In “Altrove – Intellettuali molisani nella diaspora”– libro che rivela la profonda conoscenza che del fenomeno emigratorio ha l’autore: lo studioso jelsese Norberto Lombardi – il fattore nostalgia è meno forte nell’animo degli esponenti del mondo della scienza, rispetto a chi invece opera nel campo linguistico, letterario, sociologico o in campi connessi. A causa della loro grande passione per la fisica e le leggi naturali, e in virtù di una carriera che ha fatto loro conoscere continenti diversi, i ricercatori scientifici appaiono molto più legati all’oggetto del loro studio: le leggi del creato, che a un mondo geograficosentimentale dagli stili di vita e dai valori tradizionali, il Molise di partenza, rimasto un po’ indietro nel campo della scienza. Dal che si evince che, mentre gli studi umanistici invogliano al contatto con la cultura nazionale e locale di partenza, gli studi scientifici, quando sboccano su una carriera internazionale, diminuiscono il tradizionale forte attaccamento all’angolino di terra di partenza che accomuna in genere i molisani.
Per gli studiosi della lingua, della sociologia o di altre discipline simili, il mondo d’origine è invece un laboratorio vivente con cui i rapporti sono costanti nonostante la lontananza. Ma vi è un’eccezione: Antonio Casilli, professore ordinario di sociologia all’istituto politecnico di Parigi, plurilaureato e poliglotta è un esempio di superamento delle frontiere paesane.
Questo ricercatore nel campo dell’intelligenza artificiale, ramo a dire il vero scientifico, oltre che autore di ricerche etnografiche, è un girovago.
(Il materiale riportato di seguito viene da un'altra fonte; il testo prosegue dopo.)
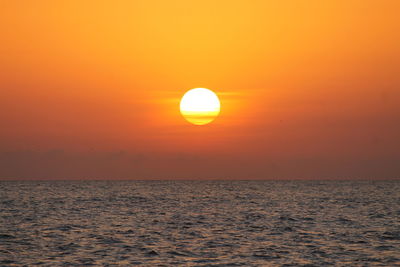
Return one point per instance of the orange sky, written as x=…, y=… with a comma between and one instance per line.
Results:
x=91, y=89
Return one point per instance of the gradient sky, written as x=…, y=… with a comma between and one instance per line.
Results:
x=91, y=89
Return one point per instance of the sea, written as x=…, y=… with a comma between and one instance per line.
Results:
x=200, y=223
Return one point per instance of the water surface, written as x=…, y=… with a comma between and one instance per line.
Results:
x=200, y=223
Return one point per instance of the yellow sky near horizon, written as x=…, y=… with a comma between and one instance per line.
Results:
x=297, y=80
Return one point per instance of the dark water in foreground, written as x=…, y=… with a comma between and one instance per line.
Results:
x=210, y=223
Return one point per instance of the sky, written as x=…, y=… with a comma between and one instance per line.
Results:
x=308, y=89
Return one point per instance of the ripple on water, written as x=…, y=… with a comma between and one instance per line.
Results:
x=210, y=223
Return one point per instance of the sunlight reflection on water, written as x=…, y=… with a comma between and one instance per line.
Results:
x=193, y=223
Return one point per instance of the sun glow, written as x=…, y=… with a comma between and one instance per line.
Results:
x=200, y=106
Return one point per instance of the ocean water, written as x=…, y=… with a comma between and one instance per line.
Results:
x=200, y=223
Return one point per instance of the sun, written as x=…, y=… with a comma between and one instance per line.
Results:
x=200, y=106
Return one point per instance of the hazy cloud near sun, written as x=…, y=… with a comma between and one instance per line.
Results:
x=59, y=164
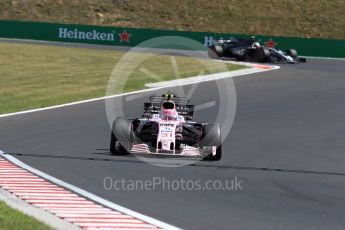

Casilli si rivela distante dall’adesione passionale al luogo lasciato, così evidente in altri intellettuali o non intellettuali del Molise. Alcuni suoi giudizi sull’importante tema: “Io non ho mai condiviso con mio fratello il suo forte senso di appartenenza verso la nostra regione, né mai ho sentito alcuna pulsione a tornare in Molise dopo gli studi” (svoltisi sia per lui che per suo fratello a Roma).
La ragione di questo suo distacco rispetto a quella che chiama la “diatriba sul Molise che ‘non esiste’ ” è da lui espressa così: “Non sono mai stato un sostenitore dei particolarismi e dei campanilismi. Mi sono abituato a pensare da cittadino europeo e sogno che l’europeismo abbia un giorno la forza di fiaccare i nazionalismi e prevalere”. E ancora: “Sin da quando mi sono laureato, la mia vita è stata completamente condizionata dalla mia passione per la scienza, vivere e lavorare all’estero mi ha permesso di mettermi alla prova in un contesto internazionale e – allo stesso tempo – soddisfare la mia curiosità verso culture diverse”.
Nelle donne inserite in questa antologia di biografie di “intellettuali molisani nella diaspora”, lo spirito femminista è ben presente. Ciò si spiega col desiderio, provato da loro fin da ragazze, di affrancarsi da un mondo in cui le donne – le loro madri e le loro nonne e talvolta loro stesse – svolgevano ruoli fondamentali spesso penosi ma mai pienamente apprezzati, restando socialmente ai margini. Franca Iacovetta: “Crescendo, da adolescente, ho preso progressivamente coscienza delle convenzioni di genere che pesavano sulla cultura di una famiglia immigrata italiana di origine rurale, come la mia, e ho iniziato a sfidarle”. Marco Micone, da parte sua, “denuncia la doppia marginalità della donna immigrata.” Simona Palladino, nata a Campobasso, docente in Scienze sociali presso la Liverpool Hope University e affermata ricercatrice etnografica, spiega sinteticamente il suo femminismo così: “Sento di aver reagito ribellandomi alla patriarcale cultura di genere che mi avrebbe negato la possibilità di studiare e di viaggiare all’estero in quanto donna”.